The Pocket Fetal Doppler is a hand-held FHR detection device, it is used for non-invasive measurement and display of the fetal heart rate (FHR) utilizing Doppler ultrasound. The Pocket Fetal Doppler consists of two models (CONTEC10C, CONTEC10CL). Both models have two hand-held components, a main unit and a probe. The device contains components of ultrasonic signal transmitter and receiver, analog signals processing unit, FHR calculating unit, and LCD display control unit.
The provided text is a 510(k) Premarket Notification for a Pocket Fetal Doppler. It details the device's characteristics, indications for use, comparison to a predicate device, and results of non-clinical testing. However, it does not include information about acceptance criteria for performance metrics (beyond resolution and accuracy values), NOR does it describe a study involving human readers or experts to prove the device meets these criteria.
Therefore, many of the requested points cannot be extracted from the provided text.
Based on the information available:
1. A table of acceptance criteria and the reported device performance
The document provides performance specifications for the device and a predicate, but doesn't explicitly state "acceptance criteria" in a pass/fail sense in this section. It lists the device's performance characteristics.

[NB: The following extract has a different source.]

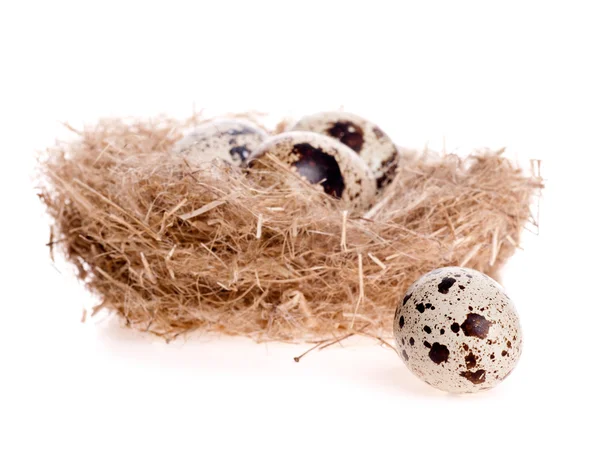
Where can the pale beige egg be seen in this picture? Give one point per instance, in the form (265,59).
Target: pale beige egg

| Performance Parameter | Acceptance Criteria (Not explicitly stated as such, but implied by device specification) | Reported Device Performance (Subject Device) | Reported Device Performance (Predicate Device) |
|---|---|---|---|
| FHR Measuring Range | (Not stated as separate criteria, but within acceptable range for fetal heart rate) | 50 BPM ~ 240 BPM | 50-210 bpm |
| Resolution | 1 BPM | 1 BPM | 1 bpm |
| Accuracy | ±2 BPM | ±2 BPM | ±2 bpm |
| Acoustic Output (ISATA) | < 20 mW/cm² (FDA recommendation) | < 20 mW/cm² | 2.0MHz – 17.24 mW/cm²2.5MHz – 18.57 mW/cm²3.0MHz – 11.496 mW/cm² |
2. Sample size used for the test set and the data provenance (e.g., country of origin of the data, retrospective or prospective)
Not provided in the document. The testing described is non-clinical performance and safety testing, not human use studies with a test set of data.
3. Number of experts used to establish the ground truth for the test set and the qualifications of those experts (e.g., radiologist with 10 years of experience)
Not applicable. No human experts were used for a test set in the context of device performance claims based on this document. The testing focused on device specifications and compliance with standards.
4. Adjudication method (e.g., 2+1, 3+1, none) for the test set
Not applicable. No test set involving human interpretation/adjudication was described.
5. If a multi-reader multi-case (MRMC) comparative effectiveness study was done, If so, what was the effect size of how much human readers improve with AI vs without AI assistance
Not applicable. This device is a direct measurement tool (Fetal Doppler) and does not involve AI assistance or human interpretation/improvement studies as described in the document.
6. If a standalone (i.e. algorithm only without human-in-the-loop performance) was done
This largely describes the type of testing performed. The device's performance (FHR range, resolution, accuracy) was tested in a standalone capacity against specifications, not as part of an algorithm's performance in image interpretation. The testing validated the device's ability to measure FHR.
7. The type of ground truth used (expert consensus, pathology, outcomes data, etc.)
For the device performance metrics (FHR range, resolution, accuracy), the "ground truth" would be established by calibrated measurement equipment and reference standards typically used in medical device testing, not biological ground truth like pathology or outcomes.
8. The sample size for the training set
Not applicable. This document does not describe the development or testing of an AI algorithm with training data.
9. How the ground truth for the training set was established
Not applicable. No training set for an AI algorithm was described.